Todos debemos crecer y adquirir los conocimientos necesarios para responder a una pregunta ancestral: "¿Quiénes somos?" Pero, ¿qué sucede con aquellos que, al llegar a otro país, se ven obligados a despojarse de su identidad cultural?

Migrantes. Una palabra que seguramente has escuchado más de una vez o que ha sido tema de conversación en la cena familiar, en la escuela o en el trabajo. Según el Diccionario de la Real Academia Española, se refiere a aquellos individuos que se desplazan de un lugar en el que habitan a otro diferente. Pero entender el alcance del término va mucho más allá de su definición.

En primer lugar, son abuelos, tíos, madres, padres, hijos, amigos o parejas que deben dejar atrás su nación y su familia por diferentes causas. Informes de la Agencia de la ONU para los Refugiados (ACNUR) y la Organización Internacional para las Migraciones (OIM) reportan que las personas abandonan su país de origen frecuentemente con motivaciones económicas, incluyendo la falta de acceso a empleo. Más de la mitad de las personas también señalan haber huido de sus países debido a los niveles generales de inseguridad o amenazas, así como ataques específicos contra ellos y sus familiares.

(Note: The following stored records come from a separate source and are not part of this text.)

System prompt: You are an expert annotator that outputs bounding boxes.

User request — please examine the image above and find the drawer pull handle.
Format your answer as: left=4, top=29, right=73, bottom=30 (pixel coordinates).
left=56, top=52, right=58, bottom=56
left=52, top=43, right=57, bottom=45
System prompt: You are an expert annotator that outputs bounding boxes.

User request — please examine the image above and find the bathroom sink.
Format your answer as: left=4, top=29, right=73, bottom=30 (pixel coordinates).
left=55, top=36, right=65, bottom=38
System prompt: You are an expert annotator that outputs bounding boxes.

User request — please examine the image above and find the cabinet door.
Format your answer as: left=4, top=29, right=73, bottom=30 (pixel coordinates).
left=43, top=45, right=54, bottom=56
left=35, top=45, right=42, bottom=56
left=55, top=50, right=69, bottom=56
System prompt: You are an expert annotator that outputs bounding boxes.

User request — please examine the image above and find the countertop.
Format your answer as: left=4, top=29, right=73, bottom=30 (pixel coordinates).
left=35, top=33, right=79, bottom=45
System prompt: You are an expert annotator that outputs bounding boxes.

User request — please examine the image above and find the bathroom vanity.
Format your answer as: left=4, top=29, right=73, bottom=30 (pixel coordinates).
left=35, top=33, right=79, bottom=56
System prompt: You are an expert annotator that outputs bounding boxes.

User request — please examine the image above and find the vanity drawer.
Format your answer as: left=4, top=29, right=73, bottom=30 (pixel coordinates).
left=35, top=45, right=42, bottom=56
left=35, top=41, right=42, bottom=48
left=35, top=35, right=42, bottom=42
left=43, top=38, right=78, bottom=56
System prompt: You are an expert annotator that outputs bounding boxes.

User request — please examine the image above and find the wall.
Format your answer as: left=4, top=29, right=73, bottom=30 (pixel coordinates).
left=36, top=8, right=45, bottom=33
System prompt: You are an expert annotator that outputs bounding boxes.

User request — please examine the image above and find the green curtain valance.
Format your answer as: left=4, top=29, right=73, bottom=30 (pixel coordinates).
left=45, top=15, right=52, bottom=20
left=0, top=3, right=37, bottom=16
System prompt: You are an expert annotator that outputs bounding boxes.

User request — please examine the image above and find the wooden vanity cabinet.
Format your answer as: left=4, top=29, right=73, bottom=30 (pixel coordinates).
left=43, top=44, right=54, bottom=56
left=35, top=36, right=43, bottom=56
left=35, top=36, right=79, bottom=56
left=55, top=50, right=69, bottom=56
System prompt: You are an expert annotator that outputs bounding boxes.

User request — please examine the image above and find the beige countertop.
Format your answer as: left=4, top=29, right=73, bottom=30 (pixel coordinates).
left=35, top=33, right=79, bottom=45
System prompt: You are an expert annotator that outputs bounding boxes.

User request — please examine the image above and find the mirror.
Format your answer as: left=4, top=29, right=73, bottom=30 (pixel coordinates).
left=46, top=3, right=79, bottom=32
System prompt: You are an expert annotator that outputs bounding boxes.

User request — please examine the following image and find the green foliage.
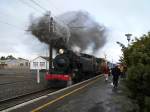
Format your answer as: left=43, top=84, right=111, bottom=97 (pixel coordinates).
left=122, top=33, right=150, bottom=112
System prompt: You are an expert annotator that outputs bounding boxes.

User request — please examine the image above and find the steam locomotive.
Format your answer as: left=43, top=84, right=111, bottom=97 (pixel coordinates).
left=45, top=49, right=103, bottom=87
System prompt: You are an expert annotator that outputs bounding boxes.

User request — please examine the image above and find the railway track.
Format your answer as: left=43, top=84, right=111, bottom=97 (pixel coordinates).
left=0, top=88, right=59, bottom=111
left=0, top=75, right=102, bottom=111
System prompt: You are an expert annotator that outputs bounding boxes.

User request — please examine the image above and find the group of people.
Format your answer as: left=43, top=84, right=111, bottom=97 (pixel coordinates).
left=103, top=65, right=125, bottom=88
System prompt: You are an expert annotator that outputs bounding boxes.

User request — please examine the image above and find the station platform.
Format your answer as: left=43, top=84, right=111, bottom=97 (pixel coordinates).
left=3, top=77, right=137, bottom=112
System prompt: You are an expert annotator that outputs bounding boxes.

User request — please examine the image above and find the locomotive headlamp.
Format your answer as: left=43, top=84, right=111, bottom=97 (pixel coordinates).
left=59, top=49, right=64, bottom=54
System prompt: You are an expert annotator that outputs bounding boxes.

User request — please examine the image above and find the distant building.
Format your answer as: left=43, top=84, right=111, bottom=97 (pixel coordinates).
left=30, top=56, right=49, bottom=70
left=0, top=58, right=29, bottom=69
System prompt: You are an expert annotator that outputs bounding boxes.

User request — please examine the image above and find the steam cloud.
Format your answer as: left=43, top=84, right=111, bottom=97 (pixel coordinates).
left=29, top=11, right=107, bottom=52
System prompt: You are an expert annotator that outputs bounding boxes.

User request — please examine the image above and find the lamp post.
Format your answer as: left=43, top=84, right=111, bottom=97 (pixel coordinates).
left=125, top=33, right=132, bottom=46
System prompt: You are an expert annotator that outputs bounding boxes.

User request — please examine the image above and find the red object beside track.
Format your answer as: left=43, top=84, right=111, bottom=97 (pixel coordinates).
left=45, top=74, right=71, bottom=81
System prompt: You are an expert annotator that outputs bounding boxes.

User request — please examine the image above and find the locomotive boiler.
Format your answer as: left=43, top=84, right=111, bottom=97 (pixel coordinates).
left=46, top=50, right=102, bottom=87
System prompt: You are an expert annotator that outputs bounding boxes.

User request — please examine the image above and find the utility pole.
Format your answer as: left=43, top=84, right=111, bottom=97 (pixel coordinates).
left=48, top=11, right=54, bottom=73
left=125, top=33, right=132, bottom=46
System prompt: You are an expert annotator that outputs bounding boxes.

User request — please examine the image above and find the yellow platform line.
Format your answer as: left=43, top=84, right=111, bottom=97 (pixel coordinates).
left=31, top=78, right=99, bottom=112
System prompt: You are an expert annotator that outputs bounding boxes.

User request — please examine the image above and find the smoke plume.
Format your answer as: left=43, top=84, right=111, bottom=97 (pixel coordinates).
left=29, top=11, right=107, bottom=52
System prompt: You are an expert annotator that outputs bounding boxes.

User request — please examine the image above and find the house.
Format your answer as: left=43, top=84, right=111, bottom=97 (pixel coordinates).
left=30, top=56, right=49, bottom=70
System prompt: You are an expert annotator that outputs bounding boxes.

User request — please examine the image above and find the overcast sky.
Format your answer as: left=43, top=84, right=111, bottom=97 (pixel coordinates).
left=0, top=0, right=150, bottom=62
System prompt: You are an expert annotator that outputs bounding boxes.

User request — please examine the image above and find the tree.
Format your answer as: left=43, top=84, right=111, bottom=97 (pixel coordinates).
left=122, top=32, right=150, bottom=112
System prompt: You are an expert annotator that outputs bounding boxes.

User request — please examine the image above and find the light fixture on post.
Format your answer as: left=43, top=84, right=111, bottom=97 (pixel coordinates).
left=125, top=33, right=132, bottom=46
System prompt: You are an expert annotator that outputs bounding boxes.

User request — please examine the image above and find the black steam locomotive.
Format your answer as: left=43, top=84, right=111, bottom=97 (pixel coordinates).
left=46, top=50, right=103, bottom=87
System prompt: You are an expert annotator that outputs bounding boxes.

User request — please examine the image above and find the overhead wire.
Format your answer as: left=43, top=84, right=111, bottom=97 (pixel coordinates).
left=30, top=0, right=48, bottom=11
left=0, top=20, right=25, bottom=31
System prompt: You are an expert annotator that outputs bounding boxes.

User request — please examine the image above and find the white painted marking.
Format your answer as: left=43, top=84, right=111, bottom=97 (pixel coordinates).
left=0, top=75, right=101, bottom=112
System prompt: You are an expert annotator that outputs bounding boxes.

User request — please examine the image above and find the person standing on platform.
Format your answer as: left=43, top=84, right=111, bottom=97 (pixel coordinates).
left=112, top=66, right=121, bottom=88
left=103, top=64, right=110, bottom=82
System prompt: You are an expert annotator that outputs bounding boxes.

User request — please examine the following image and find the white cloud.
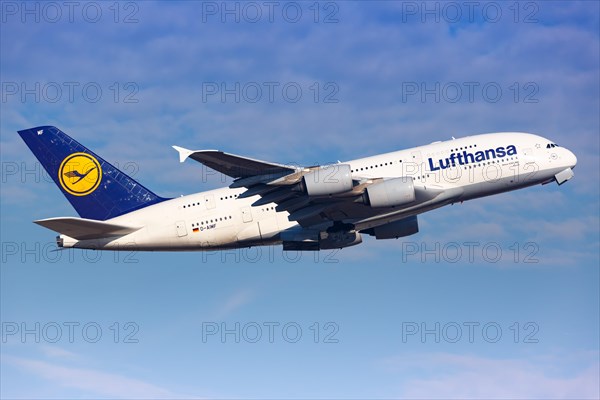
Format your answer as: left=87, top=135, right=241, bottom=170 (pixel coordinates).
left=2, top=349, right=190, bottom=399
left=385, top=353, right=600, bottom=399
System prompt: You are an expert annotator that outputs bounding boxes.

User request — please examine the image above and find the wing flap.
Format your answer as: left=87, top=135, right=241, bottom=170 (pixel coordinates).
left=33, top=217, right=141, bottom=240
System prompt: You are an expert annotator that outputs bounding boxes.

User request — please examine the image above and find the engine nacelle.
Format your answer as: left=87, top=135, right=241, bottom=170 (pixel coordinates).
left=283, top=231, right=362, bottom=251
left=302, top=164, right=354, bottom=196
left=366, top=176, right=415, bottom=207
left=361, top=215, right=419, bottom=239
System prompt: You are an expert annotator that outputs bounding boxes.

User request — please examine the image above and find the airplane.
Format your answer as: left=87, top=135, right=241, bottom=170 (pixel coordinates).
left=18, top=126, right=577, bottom=251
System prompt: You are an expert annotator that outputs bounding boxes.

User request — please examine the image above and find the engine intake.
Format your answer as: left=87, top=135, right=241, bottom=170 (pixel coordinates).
left=302, top=164, right=354, bottom=196
left=361, top=215, right=419, bottom=239
left=366, top=176, right=415, bottom=207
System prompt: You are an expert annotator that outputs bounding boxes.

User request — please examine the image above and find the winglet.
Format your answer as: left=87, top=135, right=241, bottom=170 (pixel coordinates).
left=173, top=146, right=194, bottom=162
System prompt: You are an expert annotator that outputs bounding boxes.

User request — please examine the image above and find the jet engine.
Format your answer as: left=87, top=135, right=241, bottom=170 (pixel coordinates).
left=365, top=177, right=415, bottom=207
left=361, top=215, right=419, bottom=239
left=301, top=164, right=354, bottom=196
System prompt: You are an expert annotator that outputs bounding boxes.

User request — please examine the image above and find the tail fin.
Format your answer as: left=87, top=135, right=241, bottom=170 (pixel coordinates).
left=19, top=126, right=166, bottom=221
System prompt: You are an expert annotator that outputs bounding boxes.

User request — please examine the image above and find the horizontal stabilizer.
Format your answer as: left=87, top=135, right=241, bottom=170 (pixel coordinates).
left=33, top=217, right=141, bottom=240
left=173, top=146, right=297, bottom=180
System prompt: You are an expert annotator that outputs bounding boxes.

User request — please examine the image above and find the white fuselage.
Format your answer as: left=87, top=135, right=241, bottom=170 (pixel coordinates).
left=61, top=133, right=576, bottom=250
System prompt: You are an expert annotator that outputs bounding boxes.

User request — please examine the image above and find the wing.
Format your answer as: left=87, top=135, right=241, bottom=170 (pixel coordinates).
left=33, top=217, right=140, bottom=240
left=173, top=146, right=460, bottom=229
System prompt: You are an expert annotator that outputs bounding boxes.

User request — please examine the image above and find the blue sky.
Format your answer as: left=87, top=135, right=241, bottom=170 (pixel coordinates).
left=0, top=1, right=600, bottom=398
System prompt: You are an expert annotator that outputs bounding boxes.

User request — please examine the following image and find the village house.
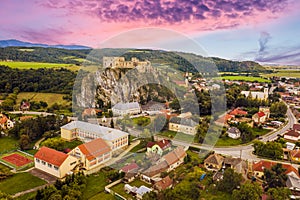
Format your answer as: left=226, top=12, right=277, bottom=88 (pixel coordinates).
left=112, top=102, right=142, bottom=116
left=60, top=121, right=128, bottom=152
left=169, top=117, right=198, bottom=135
left=241, top=88, right=269, bottom=100
left=229, top=108, right=248, bottom=116
left=204, top=154, right=224, bottom=171
left=34, top=147, right=77, bottom=178
left=153, top=176, right=173, bottom=191
left=0, top=113, right=14, bottom=129
left=252, top=111, right=267, bottom=124
left=290, top=149, right=300, bottom=162
left=119, top=162, right=139, bottom=174
left=162, top=146, right=187, bottom=172
left=82, top=108, right=102, bottom=118
left=227, top=127, right=241, bottom=139
left=147, top=139, right=172, bottom=156
left=283, top=130, right=300, bottom=142
left=20, top=101, right=30, bottom=111
left=69, top=138, right=111, bottom=171
left=252, top=160, right=299, bottom=178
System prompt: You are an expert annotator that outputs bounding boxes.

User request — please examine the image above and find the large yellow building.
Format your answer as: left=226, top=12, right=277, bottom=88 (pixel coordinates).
left=61, top=121, right=128, bottom=152
left=34, top=147, right=78, bottom=178
left=69, top=138, right=111, bottom=170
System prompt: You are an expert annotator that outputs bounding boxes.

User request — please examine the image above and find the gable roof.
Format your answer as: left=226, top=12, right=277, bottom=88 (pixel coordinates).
left=252, top=160, right=299, bottom=177
left=34, top=146, right=69, bottom=167
left=61, top=121, right=128, bottom=141
left=147, top=139, right=171, bottom=150
left=293, top=124, right=300, bottom=131
left=163, top=146, right=186, bottom=166
left=154, top=176, right=173, bottom=190
left=227, top=127, right=241, bottom=135
left=170, top=117, right=197, bottom=127
left=284, top=130, right=300, bottom=137
left=290, top=149, right=300, bottom=158
left=257, top=111, right=265, bottom=117
left=204, top=154, right=224, bottom=165
left=112, top=102, right=141, bottom=110
left=121, top=163, right=139, bottom=173
left=78, top=138, right=111, bottom=160
left=229, top=108, right=248, bottom=115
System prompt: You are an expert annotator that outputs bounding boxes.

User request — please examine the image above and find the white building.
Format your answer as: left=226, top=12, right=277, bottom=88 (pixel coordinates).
left=61, top=121, right=128, bottom=152
left=112, top=102, right=142, bottom=116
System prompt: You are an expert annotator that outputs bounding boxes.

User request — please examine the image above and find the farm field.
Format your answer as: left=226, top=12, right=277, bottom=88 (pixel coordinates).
left=216, top=76, right=271, bottom=83
left=0, top=172, right=46, bottom=194
left=0, top=61, right=79, bottom=71
left=262, top=70, right=300, bottom=78
left=16, top=92, right=68, bottom=106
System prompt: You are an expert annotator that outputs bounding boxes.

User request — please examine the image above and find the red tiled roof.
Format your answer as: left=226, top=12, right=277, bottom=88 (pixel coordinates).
left=284, top=130, right=300, bottom=137
left=121, top=163, right=139, bottom=173
left=154, top=176, right=173, bottom=190
left=252, top=160, right=299, bottom=177
left=78, top=138, right=111, bottom=160
left=34, top=147, right=68, bottom=167
left=257, top=111, right=265, bottom=117
left=293, top=124, right=300, bottom=131
left=290, top=150, right=300, bottom=158
left=229, top=108, right=248, bottom=115
left=147, top=139, right=171, bottom=149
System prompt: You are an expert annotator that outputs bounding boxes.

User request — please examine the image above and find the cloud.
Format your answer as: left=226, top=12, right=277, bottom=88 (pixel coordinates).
left=258, top=32, right=271, bottom=54
left=42, top=0, right=289, bottom=25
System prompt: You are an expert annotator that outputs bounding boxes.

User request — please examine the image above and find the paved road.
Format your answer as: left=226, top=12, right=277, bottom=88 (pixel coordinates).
left=9, top=111, right=55, bottom=116
left=159, top=105, right=297, bottom=161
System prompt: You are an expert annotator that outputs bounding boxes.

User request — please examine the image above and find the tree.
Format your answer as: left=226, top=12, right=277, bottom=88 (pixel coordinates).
left=232, top=182, right=262, bottom=200
left=217, top=168, right=242, bottom=193
left=110, top=118, right=115, bottom=128
left=270, top=101, right=287, bottom=117
left=268, top=187, right=291, bottom=200
left=264, top=163, right=287, bottom=188
left=19, top=135, right=30, bottom=150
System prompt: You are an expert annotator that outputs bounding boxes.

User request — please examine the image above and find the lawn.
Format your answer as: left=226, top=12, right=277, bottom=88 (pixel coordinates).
left=0, top=61, right=79, bottom=71
left=83, top=171, right=108, bottom=199
left=262, top=70, right=300, bottom=78
left=0, top=137, right=19, bottom=154
left=16, top=92, right=70, bottom=107
left=216, top=76, right=271, bottom=83
left=0, top=172, right=46, bottom=194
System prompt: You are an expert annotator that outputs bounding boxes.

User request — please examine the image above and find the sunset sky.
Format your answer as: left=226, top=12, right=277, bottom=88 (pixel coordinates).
left=0, top=0, right=300, bottom=65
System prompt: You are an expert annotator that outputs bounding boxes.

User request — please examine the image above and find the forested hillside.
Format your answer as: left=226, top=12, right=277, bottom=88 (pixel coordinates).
left=0, top=47, right=266, bottom=73
left=0, top=66, right=76, bottom=94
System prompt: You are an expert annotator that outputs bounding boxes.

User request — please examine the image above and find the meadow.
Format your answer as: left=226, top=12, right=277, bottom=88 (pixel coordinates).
left=16, top=92, right=70, bottom=106
left=0, top=61, right=80, bottom=71
left=216, top=76, right=271, bottom=83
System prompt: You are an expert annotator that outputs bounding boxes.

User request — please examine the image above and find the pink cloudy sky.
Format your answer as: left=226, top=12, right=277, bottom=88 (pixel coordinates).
left=0, top=0, right=300, bottom=64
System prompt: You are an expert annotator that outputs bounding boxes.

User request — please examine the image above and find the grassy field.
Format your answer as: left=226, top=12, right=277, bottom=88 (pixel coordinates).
left=0, top=172, right=46, bottom=194
left=216, top=76, right=271, bottom=83
left=0, top=61, right=80, bottom=71
left=83, top=171, right=108, bottom=199
left=262, top=70, right=300, bottom=78
left=16, top=92, right=70, bottom=106
left=0, top=137, right=19, bottom=154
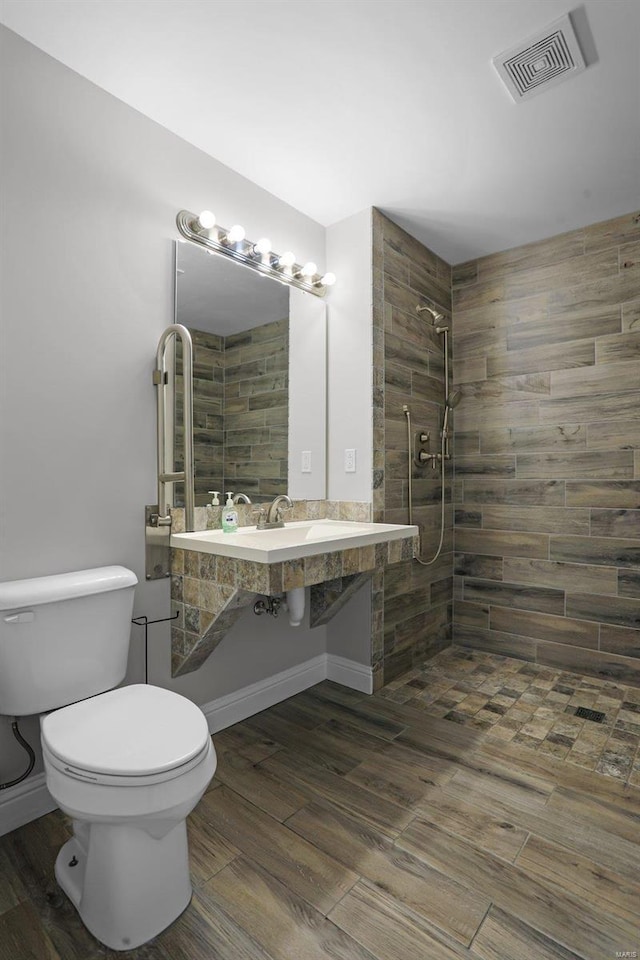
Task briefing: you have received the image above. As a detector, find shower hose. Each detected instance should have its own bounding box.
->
[403,406,446,567]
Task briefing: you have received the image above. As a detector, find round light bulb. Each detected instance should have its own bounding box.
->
[198,210,216,230]
[227,223,244,243]
[253,237,271,257]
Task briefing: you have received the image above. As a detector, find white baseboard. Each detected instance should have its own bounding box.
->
[200,653,373,733]
[0,773,58,836]
[0,653,373,836]
[326,653,373,693]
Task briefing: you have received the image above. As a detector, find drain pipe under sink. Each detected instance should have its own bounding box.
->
[287,587,304,627]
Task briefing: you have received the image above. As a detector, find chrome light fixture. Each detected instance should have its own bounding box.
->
[176,210,336,297]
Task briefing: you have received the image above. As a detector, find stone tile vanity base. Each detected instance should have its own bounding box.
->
[171,500,414,676]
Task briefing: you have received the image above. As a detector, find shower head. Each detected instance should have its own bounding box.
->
[416,303,444,327]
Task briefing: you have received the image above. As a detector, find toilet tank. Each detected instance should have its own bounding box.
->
[0,566,138,716]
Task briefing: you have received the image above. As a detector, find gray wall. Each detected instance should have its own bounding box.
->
[0,28,325,779]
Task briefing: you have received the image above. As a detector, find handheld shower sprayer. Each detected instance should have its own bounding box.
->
[416,303,449,333]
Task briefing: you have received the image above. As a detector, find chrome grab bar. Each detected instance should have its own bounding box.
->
[153,323,194,532]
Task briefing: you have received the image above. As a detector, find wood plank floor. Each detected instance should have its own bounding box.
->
[0,668,640,960]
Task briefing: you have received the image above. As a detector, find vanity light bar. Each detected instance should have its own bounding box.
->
[176,210,336,297]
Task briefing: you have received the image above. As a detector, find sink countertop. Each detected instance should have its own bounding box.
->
[171,520,418,563]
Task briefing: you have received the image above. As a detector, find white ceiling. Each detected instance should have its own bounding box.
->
[0,0,640,263]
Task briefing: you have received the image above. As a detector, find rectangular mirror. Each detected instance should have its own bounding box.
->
[173,241,326,506]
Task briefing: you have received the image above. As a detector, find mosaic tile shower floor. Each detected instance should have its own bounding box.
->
[378,646,640,787]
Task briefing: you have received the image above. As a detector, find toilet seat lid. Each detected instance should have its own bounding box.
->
[42,683,209,777]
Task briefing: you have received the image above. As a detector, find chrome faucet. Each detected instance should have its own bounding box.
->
[257,493,293,530]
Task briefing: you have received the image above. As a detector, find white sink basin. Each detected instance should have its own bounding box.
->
[171,520,418,563]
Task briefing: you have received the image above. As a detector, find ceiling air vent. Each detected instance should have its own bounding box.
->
[492,15,586,103]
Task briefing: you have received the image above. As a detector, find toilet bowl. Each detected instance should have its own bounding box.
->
[0,565,216,950]
[41,684,216,950]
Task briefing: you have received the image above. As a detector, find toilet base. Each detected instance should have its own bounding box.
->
[55,820,192,950]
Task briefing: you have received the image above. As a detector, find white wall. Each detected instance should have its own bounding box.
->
[327,210,373,501]
[0,28,330,779]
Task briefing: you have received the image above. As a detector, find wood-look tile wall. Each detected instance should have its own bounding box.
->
[176,317,289,506]
[224,317,289,499]
[175,330,224,506]
[453,213,640,684]
[373,210,453,688]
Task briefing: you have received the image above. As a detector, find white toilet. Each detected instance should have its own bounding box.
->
[0,566,216,950]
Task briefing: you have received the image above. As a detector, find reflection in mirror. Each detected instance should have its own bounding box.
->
[174,242,326,506]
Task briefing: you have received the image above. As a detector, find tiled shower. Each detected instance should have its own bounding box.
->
[373,211,640,684]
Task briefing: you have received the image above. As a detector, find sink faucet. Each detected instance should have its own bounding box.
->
[257,493,293,530]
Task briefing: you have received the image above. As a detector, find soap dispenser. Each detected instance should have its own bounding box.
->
[222,490,238,533]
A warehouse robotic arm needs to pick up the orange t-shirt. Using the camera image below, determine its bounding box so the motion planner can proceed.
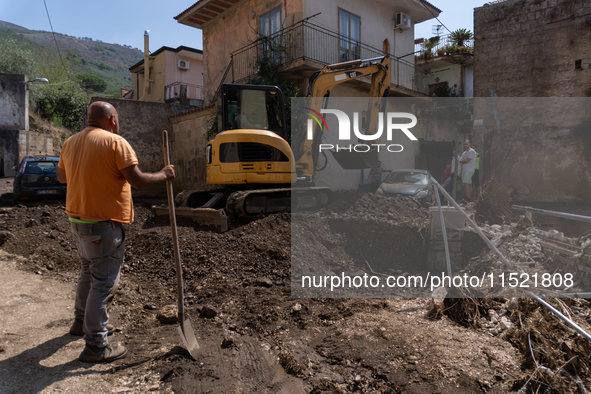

Los migrantes llevan consigo sueños que, muchas veces, son arrebatados en fronteras hostiles, en selvas implacables o en ciudades habitadas por seres humanos más crueles que los animales irracionales. Traen consigo admirables historias de lucha que a menudo son silenciadas o que no queremos escuchar. Sin embargo, yo vengo a contar la historia de Esther Martínez.

Con tan solo quince años, Esther salió de su país natal (el cual no puedo mencionar por su propia seguridad) para dirigirse con su familia al que ahora llama su "país adoptivo", Nicaragua, donde estuvo ocho meses antes de llegar a Panamá.

Hace más de un año y medio que está en el Istmo. Esther se siente agradecida por esta nueva oportunidad, aunque no puede ocultar los sentimientos de rabia, tristeza e inconformidad que experimenta al recordar cómo algunas personas la hacen sentir diferente.

Me cuenta que desde la boca de la persona que parece más inocente hasta los labios del hombre más gruñón, han salido palabras de odio que solo le traen amargos recuerdos. Su madre le aconseja que no debe comportarse de manera arrogante, ya que nadie soporta a un extranjero malagradecido. Esther no sabe si debe seguir el consejo de su madre o escuchar sus propios impulsos.

Lamenta que este país se declare multicultural, un crisol de razas, "pero en el fondo ni siquiera respeta a sus comunidades originarias". Si un migrante hace algo malo, señala, lo primero que mencionan en las noticias es su país de origen. Esther dice que, donde vaya, solo ven su pasaporte de color azul, su piel mestiza o se alarman al escuchar su acento.

“No me molesta ser una refugiada, sino que me excluyan de la universidad por serlo". El problema, expresa, es no poder estudiar lo que desea porque aún no lleva diez años en tierras canaleras. "Me incomoda que la única forma de sentirme parte sea perdiendo mi acento", añade.

A Esther le disgusta escuchar a quienes dicen que los migrantes le roban el trabajo a los panameños. "Mucho de lo que ha logrado este país es gracias al trabajo de los extranjeros, quienes llegan a luchar y aceptan los empleos que muchos nacionales no quieren", aclara.

Se queja de que algunas personas no sean empáticas e incluso se muestren indolentes ante los padecimientos de aquellos que están lejos de su patria. "Cuando quieren herirte, olvidan lo que aprendieron de los libros de historia y sus palabras se vuelven como dagas en el corazón". Este grito de angustia de Esther es un llamado a reconocer la diversidad, ya que enriquece la vida de todos y nos hace una mejor sociedad.